- Episode no.: Season 12 Episode 9
- Directed by: Robert Singer
- Written by: Andrew Dabb
- Cinematography by: Serge Ladouceur
- Editing by: John Fitzpatrick
- Production code: T13.19959
- Original air date: January 26, 2017
- Running time: 42 minutes

Guest appearances
- Samantha Smith as Mary Winchester; Lisa Berry as Billie the Reaper; Adam Fergus as Mick Davies; David Haydn-Jones as Arthur Ketch; Kara Royster as Alicia Banes; Stephen Lobo as Rick Sanchez; Norman Browning as Camp; Donovan Stinson as Wally;

Episode chronology
| ← Previous "LOTUS" | Next → "Lily Sunder Has Some Regrets" |
- Supernatural season 12

= First Blood (Supernatural) =

"First Blood" is the ninth episode and midseason premiere of the paranormal drama television series Supernaturals season 12, and the 250th overall. The episode was written by showrunner Andrew Dabb and directed by Robert Singer. It was first broadcast on January 26, 2017, on The CW. In the episode, Sam and Dean are placed on a black site after "attempting to assassinate" the President and begin to look for a way to get out of their jails. Meanwhile, Mary and Castiel work together in order to save them from the government.

The episode received generally positive reviews although critics wondered what would be the direction of the season.

==Plot==
Sam (Jared Padalecki) and Dean (Jensen Ackles) are taken to a government black site in the Rocky Mountain National Park, where they are locked in separate cells until they are willing to talk. After nearly two months, they are found dead by the guards, but suddenly revive and escape. At the same time, Mary (Samantha Smith) and Castiel (Misha Collins) attempt to find them without luck. With the Winchesters gone, monster activity goes on the rise and Castiel begins to see just how important his friends are. After escaping, the Winchesters contact Castiel to meet them when they get out of the forest and go on the run from government soldiers. Sam and Dean are able to defeat the soldiers, then reunite with Castiel and Mary, who have found them with the help of Mick (Adam Fergus) and Arthur (David Haydn-Jones). Driving away, they are stopped by Billie (Lisa Berry) and it is revealed that the Winchesters made a deal with her in which they would temporarily die and come back in exchange for a Winchester dying permanently at midnight or face cosmic consequences. Mary chooses to sacrifice herself for her sons, but Castiel kills Billie instead, telling the horrified Winchesters that they are all too important for the world to lose. At the same time, Mick unsuccessfully attempts to make connections with the American hunters. However, when Mick approaches Mary, she is shown to be more open to listening since he helped rescue Sam and Dean, though she is unaware that Mick had Arthur kill everyone at the black site so as to leave no "loose ends".

==Reception==
===Viewers===
The episode was watched by 1.72 million viewers with a 0.6/2 share among adults aged 18 to 49. This was a slight decrease in viewership from the previous episode, which was watched by 1.73 million viewers with a 0.6/2 in the 18-49 demographics. This means that 0.6 percent of all households with televisions watched the episode, while 2 percent of all households watching television at that time watched it. Supernatural ranked as the most watched program on The CW in the day, beating Riverdale.

===Critical reviews===
"First Blood" received generally positive reviews. Matt Fowler of IGN gave the episode a "good" 7.3 out of 10 and wrote in his verdict: "With 'First Blood,' the show sort of decided that Sam and Dean were finally in a bind that Cas, Mary, and Crowley couldn't touch. Not that Crowley would, but specifically, and conveniently, his contacts were useless here. So the boys got to sit alone for over a month and then decide that that was so bad that one of them should die. What worked here was the idea of Sam and Dean's criminal past finally catching up with them. Their reputations as Heartland boogeymen put them in a tough spot. The problem was, it never felt quite tough enough given everything else these guys have faced over twelve seasons."

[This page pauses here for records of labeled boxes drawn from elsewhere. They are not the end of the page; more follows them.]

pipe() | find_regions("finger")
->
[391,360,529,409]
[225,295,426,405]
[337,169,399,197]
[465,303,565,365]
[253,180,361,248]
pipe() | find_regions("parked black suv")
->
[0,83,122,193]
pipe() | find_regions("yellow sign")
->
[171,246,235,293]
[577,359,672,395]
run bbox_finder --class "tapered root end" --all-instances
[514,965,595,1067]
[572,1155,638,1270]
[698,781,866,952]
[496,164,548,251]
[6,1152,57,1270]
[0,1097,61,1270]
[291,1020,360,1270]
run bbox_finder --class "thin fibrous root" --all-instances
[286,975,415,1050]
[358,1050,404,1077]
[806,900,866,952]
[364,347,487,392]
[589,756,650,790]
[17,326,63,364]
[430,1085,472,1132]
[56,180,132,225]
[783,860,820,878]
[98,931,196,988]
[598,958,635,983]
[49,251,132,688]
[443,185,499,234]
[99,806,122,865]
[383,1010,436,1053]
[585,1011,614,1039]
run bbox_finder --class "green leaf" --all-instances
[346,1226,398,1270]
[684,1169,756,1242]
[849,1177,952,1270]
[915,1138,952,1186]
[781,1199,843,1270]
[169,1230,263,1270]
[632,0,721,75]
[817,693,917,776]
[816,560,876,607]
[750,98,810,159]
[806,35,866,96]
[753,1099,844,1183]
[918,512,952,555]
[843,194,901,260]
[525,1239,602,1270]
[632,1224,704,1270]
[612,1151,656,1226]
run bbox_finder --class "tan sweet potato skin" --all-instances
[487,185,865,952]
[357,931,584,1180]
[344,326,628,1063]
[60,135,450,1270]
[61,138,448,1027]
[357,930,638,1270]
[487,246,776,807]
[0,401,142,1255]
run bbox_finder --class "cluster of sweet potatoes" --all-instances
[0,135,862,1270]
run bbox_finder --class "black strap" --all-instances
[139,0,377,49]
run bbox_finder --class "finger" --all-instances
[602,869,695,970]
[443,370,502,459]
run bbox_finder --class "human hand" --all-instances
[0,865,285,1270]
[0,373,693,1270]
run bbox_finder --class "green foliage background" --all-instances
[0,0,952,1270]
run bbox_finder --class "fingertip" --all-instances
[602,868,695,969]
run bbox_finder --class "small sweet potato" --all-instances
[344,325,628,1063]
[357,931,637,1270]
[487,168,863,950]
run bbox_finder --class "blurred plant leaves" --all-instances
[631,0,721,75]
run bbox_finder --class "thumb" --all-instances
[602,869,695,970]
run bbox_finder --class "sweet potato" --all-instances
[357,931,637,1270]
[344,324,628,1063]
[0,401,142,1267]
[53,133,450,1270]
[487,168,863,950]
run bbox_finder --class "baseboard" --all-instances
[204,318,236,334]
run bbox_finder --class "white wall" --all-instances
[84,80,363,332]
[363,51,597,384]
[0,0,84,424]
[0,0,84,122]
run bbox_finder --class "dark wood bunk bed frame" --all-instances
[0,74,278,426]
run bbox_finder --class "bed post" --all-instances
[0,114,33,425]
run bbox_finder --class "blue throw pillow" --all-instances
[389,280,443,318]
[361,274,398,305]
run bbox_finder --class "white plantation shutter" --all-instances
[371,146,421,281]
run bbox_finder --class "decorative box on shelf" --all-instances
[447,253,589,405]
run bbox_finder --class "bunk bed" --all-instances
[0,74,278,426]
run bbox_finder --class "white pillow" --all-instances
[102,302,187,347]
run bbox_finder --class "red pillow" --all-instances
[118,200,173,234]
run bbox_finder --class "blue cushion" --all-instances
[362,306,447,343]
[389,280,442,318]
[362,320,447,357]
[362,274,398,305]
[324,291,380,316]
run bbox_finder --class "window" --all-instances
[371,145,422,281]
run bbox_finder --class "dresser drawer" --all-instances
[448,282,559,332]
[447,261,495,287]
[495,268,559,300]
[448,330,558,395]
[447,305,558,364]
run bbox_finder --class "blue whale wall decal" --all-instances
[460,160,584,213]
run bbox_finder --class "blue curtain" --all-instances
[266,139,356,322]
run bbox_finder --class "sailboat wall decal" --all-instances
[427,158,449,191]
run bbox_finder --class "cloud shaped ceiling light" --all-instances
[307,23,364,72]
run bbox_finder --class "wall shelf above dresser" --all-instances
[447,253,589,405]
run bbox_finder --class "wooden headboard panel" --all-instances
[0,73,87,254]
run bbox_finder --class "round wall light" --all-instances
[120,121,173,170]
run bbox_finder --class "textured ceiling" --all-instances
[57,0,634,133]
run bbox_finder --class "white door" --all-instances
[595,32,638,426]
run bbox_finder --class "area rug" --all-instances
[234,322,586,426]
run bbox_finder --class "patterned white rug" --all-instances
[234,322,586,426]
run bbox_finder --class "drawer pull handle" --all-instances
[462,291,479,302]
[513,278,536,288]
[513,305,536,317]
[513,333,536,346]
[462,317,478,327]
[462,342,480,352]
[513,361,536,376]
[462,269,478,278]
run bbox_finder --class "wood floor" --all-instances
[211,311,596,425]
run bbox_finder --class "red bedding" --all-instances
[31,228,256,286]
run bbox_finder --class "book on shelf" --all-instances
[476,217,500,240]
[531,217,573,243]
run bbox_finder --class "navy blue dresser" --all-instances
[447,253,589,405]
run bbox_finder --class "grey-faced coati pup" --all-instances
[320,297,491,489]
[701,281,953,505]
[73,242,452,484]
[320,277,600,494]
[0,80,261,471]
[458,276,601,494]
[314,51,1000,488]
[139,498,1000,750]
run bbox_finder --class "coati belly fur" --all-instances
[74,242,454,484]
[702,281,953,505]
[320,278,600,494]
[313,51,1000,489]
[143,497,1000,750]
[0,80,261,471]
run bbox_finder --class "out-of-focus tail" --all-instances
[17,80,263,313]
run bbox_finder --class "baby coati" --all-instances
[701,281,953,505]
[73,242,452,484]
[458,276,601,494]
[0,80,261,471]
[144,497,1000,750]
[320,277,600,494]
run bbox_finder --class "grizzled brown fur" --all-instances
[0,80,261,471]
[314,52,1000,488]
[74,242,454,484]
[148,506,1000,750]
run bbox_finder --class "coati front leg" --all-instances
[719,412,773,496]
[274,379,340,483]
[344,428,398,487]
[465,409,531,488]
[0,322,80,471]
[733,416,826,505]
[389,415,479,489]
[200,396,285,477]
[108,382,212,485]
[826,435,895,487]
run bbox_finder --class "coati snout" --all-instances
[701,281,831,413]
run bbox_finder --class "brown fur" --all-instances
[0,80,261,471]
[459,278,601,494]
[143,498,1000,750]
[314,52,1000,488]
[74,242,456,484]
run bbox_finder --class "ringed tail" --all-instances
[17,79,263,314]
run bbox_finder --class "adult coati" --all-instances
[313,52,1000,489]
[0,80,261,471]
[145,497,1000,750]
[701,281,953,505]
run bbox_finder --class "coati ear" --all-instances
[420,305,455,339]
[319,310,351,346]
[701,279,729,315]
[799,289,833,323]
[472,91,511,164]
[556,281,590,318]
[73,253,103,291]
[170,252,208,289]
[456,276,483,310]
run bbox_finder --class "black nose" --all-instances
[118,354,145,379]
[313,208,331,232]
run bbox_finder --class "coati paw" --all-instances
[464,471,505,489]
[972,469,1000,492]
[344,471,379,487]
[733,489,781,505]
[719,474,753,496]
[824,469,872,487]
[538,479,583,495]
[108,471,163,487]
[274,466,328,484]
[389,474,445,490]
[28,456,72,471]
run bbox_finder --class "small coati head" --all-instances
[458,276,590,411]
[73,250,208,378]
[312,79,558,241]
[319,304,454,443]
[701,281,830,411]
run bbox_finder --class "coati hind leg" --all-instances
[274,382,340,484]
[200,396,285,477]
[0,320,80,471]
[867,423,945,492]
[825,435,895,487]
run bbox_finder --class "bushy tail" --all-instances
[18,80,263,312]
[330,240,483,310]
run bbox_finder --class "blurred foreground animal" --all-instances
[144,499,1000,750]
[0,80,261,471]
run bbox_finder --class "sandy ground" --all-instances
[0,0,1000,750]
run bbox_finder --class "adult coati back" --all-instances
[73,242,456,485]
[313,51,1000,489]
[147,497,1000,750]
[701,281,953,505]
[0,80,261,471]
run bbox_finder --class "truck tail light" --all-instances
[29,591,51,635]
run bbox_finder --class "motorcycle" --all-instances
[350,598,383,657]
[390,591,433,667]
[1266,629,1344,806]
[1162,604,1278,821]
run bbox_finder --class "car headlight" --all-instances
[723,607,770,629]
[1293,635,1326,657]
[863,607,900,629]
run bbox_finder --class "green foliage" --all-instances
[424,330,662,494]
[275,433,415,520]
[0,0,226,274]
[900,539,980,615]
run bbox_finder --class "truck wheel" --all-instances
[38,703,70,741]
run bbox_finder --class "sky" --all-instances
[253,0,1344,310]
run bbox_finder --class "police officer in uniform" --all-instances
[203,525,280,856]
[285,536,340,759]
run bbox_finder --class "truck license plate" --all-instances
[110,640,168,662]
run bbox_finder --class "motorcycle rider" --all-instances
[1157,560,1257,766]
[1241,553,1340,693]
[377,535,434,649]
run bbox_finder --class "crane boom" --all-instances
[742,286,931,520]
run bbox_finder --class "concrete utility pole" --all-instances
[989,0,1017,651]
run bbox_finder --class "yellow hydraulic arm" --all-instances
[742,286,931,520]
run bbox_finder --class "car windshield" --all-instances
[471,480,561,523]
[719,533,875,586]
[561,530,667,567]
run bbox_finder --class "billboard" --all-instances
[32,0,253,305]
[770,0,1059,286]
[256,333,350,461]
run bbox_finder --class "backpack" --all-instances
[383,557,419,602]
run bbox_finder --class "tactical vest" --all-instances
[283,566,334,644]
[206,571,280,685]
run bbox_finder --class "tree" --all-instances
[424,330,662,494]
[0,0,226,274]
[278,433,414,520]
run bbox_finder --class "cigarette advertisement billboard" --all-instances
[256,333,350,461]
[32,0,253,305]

Sean McKenna from TV Fanatic, gave a 3 star rating out of 5, stating: "I was expecting a lot more from this episode, especially for a midseason premiere. I'm interested to see how things play out going forward with respect to killing Billie, but it felt like such a roundabout and unnecessary way to get there with the whole prison and then escape. If anything, at least Sam and Dean are back and ready to get into the next case. After all, they're the guys who saved the world."

Samantha Highfill from EW gave the episode an "A−" and wrote, "Altogether, this hour was once again something different for the show. The way the action unfolded felt more like a mini action movie than an episode of Supernatural, and it worked. Yes, we're used to seeing the Winchesters fight on this show, but this time, they weren't facing ghosts. They were facing real, trained soldiers. They're always badass, but this was a new level. And once again, I'm amazed at the versatility of the Winchester story."